It is difficult to imagine, but there was a time when people were uncertain about whether the internet would catch on. Certainly this is a feeling many investors and shareholders would have agreed with after the dot com bubble burst in the early 2000s. Once it was clear internet use was here to stay, scepticism moved to mobile internet.

When Netflix was planning an internet streaming service for users to watch films, a common question was, “Who wants to watch a movie on their mobile or laptop?” It was expected that the experience of a cinema or a wide-screen TV was superior to that of a mobile or laptop. People had their preferences and there was no way they would watch a movie on a little device you can hold in your hands, right? How wrong they were. Mobile is now by far the most common way people access the internet.

From a person perspective I didn’t think I would ever be comfortable searching for stuff on mobile. Any time I had to do some research or find some info, I would boot up the desktop or laptop and get to work. It didn’t take long for things to change. Now I am just as comfortable working on mobile while my old desktop is in a corner collecting dust.

I don’t blame people being sceptical of mobile internet. There is no such thing as guaranteed success. Actually I still find myself not appreciating the scale of things. For example when I go on Facebook, I see a few posts from my friends. A few photos here and there and some comments. Nothing major. Nothing about this would make you think that Facebook is a company with a market capitalization of $800 billion. Appearances can be deceiving. Until you realize that there are 2.8 billion other users doing the same thing as me, logging on and seeing what their friends are up to.

Scepticism of the internet still exists. Not in the same form, however. We know the internet has been adopted in ways we never could have imagined several decades ago. But now the scepticism is about the benefits of the internet. Fierce debates continue about governance, privacy and security. The internet is touted as a revolutionary technology that has connected millions of people. But no one can deny that in many ways it is causing more and more division.

Anita Chan
April 5, 2021 5:18 pm

The latest statistics show that we are rapidly on course to reach 5 billion internet users in 2021. Looking at Worldometer information, we are already at 4.87 billion users as of April 2021. 93% of internet users access the internet through their mobiles, an item that was once considered a luxury, and 90% are users of social media (Source: Statista). These are incredible figures but for me the real story is the inequality of distribution.

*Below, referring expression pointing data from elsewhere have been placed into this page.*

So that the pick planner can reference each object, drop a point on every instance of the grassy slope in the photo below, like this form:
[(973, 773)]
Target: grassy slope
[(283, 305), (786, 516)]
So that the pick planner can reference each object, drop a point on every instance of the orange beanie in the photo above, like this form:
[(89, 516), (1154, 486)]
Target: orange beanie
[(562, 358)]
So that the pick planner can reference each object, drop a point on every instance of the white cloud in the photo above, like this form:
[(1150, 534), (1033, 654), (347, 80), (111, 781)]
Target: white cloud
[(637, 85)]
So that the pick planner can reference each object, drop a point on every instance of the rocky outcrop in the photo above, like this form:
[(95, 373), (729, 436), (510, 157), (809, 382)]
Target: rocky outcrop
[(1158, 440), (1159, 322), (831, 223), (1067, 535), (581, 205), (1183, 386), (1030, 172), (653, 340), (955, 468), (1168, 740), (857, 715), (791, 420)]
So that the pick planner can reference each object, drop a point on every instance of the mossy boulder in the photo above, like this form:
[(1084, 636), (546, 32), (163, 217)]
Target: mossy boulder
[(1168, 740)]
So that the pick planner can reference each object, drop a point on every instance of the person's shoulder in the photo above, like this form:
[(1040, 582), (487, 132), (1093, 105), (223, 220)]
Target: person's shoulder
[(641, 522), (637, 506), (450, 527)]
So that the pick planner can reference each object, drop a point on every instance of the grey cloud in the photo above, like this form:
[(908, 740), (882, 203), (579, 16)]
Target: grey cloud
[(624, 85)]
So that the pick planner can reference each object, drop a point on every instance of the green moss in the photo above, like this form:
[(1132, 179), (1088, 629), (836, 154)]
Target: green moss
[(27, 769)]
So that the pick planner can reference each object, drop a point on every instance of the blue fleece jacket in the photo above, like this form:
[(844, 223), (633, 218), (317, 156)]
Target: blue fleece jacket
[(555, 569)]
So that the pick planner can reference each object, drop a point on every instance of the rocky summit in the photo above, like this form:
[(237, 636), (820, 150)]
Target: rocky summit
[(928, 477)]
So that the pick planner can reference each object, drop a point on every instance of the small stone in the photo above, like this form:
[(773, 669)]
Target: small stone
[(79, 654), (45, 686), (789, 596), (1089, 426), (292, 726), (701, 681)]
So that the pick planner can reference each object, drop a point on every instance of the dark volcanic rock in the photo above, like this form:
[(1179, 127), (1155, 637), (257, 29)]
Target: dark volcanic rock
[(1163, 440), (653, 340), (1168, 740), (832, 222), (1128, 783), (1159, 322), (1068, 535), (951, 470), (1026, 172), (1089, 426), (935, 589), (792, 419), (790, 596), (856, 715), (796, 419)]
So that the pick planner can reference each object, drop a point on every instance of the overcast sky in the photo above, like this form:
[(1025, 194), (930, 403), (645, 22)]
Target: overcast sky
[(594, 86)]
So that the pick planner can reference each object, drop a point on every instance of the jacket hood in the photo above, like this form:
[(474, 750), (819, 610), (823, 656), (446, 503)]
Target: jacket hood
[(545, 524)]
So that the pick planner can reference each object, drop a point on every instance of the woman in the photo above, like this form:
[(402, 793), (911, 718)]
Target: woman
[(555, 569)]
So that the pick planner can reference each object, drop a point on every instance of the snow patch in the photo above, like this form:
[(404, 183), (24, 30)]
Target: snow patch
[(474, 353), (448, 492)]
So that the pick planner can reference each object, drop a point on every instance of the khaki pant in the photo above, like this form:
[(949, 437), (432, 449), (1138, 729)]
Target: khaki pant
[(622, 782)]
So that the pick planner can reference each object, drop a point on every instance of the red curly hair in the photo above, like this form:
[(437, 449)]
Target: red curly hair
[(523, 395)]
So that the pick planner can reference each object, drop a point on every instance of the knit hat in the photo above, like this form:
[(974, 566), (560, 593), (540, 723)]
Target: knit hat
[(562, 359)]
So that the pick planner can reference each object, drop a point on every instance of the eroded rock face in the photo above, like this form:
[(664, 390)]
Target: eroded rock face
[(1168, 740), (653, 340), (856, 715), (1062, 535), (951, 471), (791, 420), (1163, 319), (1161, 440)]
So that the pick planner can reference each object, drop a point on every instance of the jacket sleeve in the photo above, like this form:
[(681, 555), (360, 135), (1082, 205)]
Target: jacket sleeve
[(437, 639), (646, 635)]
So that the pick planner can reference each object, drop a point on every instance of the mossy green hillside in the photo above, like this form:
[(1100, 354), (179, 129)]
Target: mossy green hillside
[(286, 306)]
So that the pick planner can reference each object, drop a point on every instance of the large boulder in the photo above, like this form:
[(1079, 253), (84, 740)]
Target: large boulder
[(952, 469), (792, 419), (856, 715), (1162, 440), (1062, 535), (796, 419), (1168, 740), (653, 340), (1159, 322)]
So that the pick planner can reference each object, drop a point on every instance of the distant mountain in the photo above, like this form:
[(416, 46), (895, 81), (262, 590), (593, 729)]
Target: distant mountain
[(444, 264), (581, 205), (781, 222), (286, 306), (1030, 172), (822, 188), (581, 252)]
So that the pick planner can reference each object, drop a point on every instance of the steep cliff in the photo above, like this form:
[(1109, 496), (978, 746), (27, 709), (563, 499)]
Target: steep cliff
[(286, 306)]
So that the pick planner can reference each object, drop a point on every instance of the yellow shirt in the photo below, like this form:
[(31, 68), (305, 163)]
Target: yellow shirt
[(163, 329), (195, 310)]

99% of the United Arab Emirates population has access to the internet. This is the highest internet penetration rate in the world, closely followed by Denmark and Sweden, which both have a penetration rate of 98%. But on the other side of the world, North Korea has an internet penetration rate close to 0%.

The internet has been a big part of our lives for 2 decades. It is sad to see that some countries are missing out on the development, education and commercial opportunities that the internet has provided. More importantly the internet has empowered people all over the world. We can see how people live in other countries and can therefore demand our governments and politicians to do better if they fall short on their commitments. For North Korea, providing internet access to the population would be self-defeating. The regime’s legitimacy depends very much on the population’s ignorance. They are told they live in the most advanced country on earth and have to suffer deprivation and shortages because of their enemies. The internet would be a form of awakening to them, seeing and learning about a world outside their borders that enjoys a much higher standard of living. They would also learn about a world in which authority isn’t absolute and is open to criticism. It would only be a matter of time before the country would undergo serious upheaval.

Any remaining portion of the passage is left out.